British ancient historian and philosopher

William Lambert Newman, FBA (1834–1923) was a British ancient historian and philosopher.

== Early life and education ==
Born on 21 August 1834, Newman was the son of a solicitor from Cheltenham. In 1851, he went up to Balliol College, Oxford, as a scholar (he was also awarded the Hertford scholarship in 1853 and the Ireland scholarship in 1854); he took first class honours in literae humaniores (classics) in 1855 and graduated the following year with a BA.

== Career and work ==
Newman was elected a fellow of Balliol College in 1854 and lectured for the literae humaniores and modern history and law schools from 1858; he developed a reputation as one of the foremost lecturers of his generation at Oxford. In 1868, he was appointed to a university readership, but retired two years later owing to ill health. He retained his fellowship at Balliol until his death, but declined to receive the stipend "for many years". He was called to the bar at Lincoln's Inn in 1867.
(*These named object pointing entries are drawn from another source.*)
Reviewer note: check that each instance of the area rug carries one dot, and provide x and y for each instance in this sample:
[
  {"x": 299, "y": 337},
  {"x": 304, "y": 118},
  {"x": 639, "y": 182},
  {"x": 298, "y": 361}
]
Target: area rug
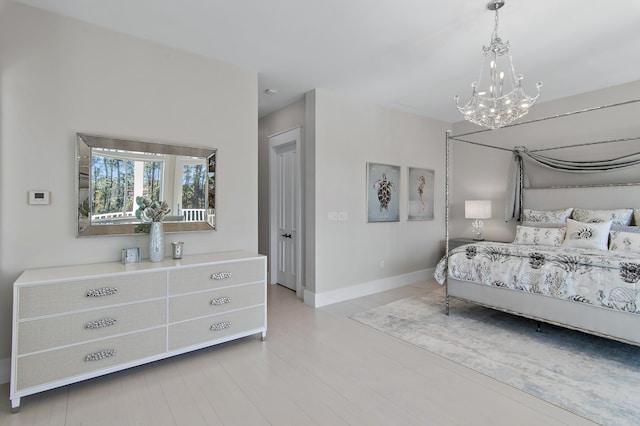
[{"x": 590, "y": 376}]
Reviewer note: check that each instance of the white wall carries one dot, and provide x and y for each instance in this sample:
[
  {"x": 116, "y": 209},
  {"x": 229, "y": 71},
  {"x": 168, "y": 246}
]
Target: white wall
[
  {"x": 348, "y": 254},
  {"x": 60, "y": 76},
  {"x": 481, "y": 173}
]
While at Oxford, Newman published only one chapter, on land reform, in Questions for a Reformed Parliament (1867); he also advocated reforming the professoriate at Oxford when he gave evidence to a parliamentary select committee that year. In retirement, however, he began work on an edition of Aristotle's Politics, which appeared in four volumes, the first two in 1887 and the last in 1902. This would be "his principal monument", according to the Oxford Dictionary of National Biography: the "whole work belonged to the grand, leisurely type of scholarship, in which even notes have a literary quality ... for soundness of interpretation, copiousness of illustration, and mature wisdom its value was permanent".

Newman was awarded a Doctor of Letters degree by the University of Cambridge in 1900 and was elected a Fellow of the British Academy in 1915. He died on 3 May 1923.